Au Togo, la plupart des citoyens n’ont pas de pièces d’identité. De la naissance au passeport, c’est seulement une infime partie de la population qui en possède. Et depuis quelques jours, les services en charge de la délivrance du certificat de nationalité, de la carte d’identité et du passeport sont bien sollicités. Alors qu’on croyait que l’imposition du permis de conduire en est la cause, la réalité est toute autre. Des milliers de jeunes togolais cherchent leurs passeports pour quitter le pays. Depuis, c’est de l’indignation au niveau de l’opinion. Et la question qui se pose est comment les retenir ?
« Quelle est la procédure pour avoir un passeport », « S’il vous plait ! Quelles sont les pièces pour le dossier du passeport ? », « Où se trouve le service de passeport à Lomé ? », « >Si j’ai le nouveau certificat de nationalité, comment je constitue mon dossier pour le passeport ? » ou encore « Combien de jours il faut pour avoir le passeport après le dépôt ? ». Voilà un échantillon de questions qui ont circulé sur différentes plateformes de discussions WhatsApp et Facebook ces derniers jours au Togo.
Si de bonnes volontés ont vite fait de répondre à ces questions pour aider de « jeunes frères » en quête d’une pièce d’identité. Elles n’ont jamais imaginé que ces derniers préparent ainsi leur départ pour « l’Eldorado ».
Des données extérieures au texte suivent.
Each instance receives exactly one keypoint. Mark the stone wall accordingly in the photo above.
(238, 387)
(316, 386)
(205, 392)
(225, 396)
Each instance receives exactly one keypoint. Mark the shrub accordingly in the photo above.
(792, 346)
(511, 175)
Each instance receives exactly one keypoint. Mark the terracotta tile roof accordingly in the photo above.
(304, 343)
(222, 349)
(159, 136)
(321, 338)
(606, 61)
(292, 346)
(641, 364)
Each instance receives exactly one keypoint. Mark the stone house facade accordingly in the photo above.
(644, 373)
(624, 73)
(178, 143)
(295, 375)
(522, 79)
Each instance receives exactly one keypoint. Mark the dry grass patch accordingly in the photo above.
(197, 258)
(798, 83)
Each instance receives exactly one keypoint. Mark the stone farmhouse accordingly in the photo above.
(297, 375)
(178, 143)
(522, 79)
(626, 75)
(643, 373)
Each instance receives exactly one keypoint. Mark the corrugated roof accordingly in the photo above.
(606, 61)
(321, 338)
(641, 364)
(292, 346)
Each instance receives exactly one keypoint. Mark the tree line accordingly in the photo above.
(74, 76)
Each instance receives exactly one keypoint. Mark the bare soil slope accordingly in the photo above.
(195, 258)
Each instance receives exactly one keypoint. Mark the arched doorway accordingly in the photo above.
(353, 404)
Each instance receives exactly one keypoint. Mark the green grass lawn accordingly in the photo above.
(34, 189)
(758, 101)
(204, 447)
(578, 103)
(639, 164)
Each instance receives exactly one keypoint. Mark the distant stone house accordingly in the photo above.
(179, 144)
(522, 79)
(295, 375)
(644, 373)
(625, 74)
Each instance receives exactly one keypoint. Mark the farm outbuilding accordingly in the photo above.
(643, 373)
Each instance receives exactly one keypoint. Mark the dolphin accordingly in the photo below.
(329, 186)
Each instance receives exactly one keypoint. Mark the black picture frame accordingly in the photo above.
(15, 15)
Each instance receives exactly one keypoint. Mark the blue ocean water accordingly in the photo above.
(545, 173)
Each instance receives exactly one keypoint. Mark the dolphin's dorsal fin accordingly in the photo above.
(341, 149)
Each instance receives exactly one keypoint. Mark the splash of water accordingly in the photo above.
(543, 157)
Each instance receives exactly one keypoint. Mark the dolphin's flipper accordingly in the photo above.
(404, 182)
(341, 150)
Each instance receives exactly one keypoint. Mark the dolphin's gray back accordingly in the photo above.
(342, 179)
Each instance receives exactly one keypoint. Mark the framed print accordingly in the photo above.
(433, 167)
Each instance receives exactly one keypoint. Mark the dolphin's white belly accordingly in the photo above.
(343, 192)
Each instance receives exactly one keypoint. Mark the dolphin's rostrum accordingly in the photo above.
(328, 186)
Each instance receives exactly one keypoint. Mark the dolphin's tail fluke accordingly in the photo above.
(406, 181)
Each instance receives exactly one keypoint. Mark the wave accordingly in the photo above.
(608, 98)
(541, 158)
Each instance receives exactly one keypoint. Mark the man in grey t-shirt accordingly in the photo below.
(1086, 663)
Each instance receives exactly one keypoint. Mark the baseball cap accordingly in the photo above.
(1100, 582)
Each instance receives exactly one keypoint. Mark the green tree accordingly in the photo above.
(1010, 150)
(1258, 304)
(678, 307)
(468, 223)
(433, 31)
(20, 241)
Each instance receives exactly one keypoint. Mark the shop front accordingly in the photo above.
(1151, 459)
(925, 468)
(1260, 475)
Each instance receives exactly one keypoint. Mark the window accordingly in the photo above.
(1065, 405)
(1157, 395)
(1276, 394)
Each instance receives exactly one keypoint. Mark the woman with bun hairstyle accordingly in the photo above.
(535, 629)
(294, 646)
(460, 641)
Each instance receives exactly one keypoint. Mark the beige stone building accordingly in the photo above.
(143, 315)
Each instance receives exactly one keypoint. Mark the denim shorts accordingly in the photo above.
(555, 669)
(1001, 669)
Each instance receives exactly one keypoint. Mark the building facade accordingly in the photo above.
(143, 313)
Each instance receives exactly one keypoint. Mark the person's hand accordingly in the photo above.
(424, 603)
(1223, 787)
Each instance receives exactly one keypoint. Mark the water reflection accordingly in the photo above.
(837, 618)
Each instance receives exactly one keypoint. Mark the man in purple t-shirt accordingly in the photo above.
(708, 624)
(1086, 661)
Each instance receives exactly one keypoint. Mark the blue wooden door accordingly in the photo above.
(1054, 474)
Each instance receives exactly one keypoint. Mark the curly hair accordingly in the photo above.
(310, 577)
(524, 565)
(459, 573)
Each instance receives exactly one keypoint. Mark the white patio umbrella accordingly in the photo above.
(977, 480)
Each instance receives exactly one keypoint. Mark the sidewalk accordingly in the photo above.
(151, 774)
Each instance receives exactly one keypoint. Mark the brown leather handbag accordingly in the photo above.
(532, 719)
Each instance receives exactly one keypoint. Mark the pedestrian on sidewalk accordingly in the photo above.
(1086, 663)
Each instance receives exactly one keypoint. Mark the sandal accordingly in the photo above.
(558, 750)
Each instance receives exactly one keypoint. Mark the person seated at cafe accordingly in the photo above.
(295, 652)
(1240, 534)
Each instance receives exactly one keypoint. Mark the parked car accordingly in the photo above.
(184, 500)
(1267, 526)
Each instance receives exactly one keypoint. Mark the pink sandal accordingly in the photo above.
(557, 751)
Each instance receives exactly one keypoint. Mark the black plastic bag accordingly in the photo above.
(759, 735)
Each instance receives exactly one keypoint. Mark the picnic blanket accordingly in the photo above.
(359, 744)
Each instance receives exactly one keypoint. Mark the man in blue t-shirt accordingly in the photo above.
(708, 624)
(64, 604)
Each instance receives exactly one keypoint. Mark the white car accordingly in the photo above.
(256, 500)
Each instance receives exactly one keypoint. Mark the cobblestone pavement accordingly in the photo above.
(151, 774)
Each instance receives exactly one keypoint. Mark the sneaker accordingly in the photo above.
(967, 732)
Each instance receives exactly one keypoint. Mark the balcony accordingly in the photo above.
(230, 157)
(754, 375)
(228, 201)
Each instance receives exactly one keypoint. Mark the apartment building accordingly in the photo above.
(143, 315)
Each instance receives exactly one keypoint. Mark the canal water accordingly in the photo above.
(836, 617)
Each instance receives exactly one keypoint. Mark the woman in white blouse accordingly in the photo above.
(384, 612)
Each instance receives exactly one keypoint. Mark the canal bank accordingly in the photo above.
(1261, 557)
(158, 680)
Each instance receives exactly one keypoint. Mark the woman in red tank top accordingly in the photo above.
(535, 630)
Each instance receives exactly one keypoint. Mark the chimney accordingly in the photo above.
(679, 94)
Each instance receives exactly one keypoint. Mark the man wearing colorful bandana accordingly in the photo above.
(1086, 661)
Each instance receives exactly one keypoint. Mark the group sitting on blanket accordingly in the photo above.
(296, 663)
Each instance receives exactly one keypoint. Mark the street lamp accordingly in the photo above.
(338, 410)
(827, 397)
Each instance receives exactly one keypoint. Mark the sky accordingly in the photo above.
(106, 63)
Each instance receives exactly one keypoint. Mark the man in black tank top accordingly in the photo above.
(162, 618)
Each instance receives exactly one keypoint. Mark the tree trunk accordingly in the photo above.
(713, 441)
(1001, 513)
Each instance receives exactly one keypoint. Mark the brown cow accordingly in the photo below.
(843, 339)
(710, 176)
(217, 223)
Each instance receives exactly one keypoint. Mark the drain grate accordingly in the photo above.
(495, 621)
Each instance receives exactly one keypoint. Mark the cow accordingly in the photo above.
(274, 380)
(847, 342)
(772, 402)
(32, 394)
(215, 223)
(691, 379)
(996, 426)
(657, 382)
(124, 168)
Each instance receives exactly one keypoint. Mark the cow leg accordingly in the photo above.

Même dans un rêve, il est impossible d’imaginer que le service de passeport sera un jour plein à craquer. La plupart des togolais se contentent de faire leurs démarches à l’intérieur du pays avec leurs cartes nationales d’identité. Le passeport n’est qu’un document de voyage et seuls ceux qui ont des projets de voyage en font souvent la demande.
Mais ce qui est impossible, même dans un rêve, il y a encore quelques semaines, est devenu une réalité depuis des jours.
Un passeport pour l’Eldorado
Le service des passeports à Lomé connaît une affluence record. Des milliers de jeunes désireux de se faire établir un passeport s’alignent aux abords dudit service.
« J’ai besoin du passeport pour une urgence », lance Abdoul qui met en cause la lenteur du service. « S’ils ont besoin de gens, ils n’ont pas procéder à des recrutements, il y a trop de chômage dans ce pays », commente son compagnon Gafarou, visiblement lassé d’attendre depuis plusieurs heures sans avoir l’espoir de déposer son dossier avant de partir.
D’autres encore sont très déterminés. Ils n’ont désormais de pensée que pour le passeport. D’abord le dépôt est crucial et après, le retrait est beaucoup plus simple.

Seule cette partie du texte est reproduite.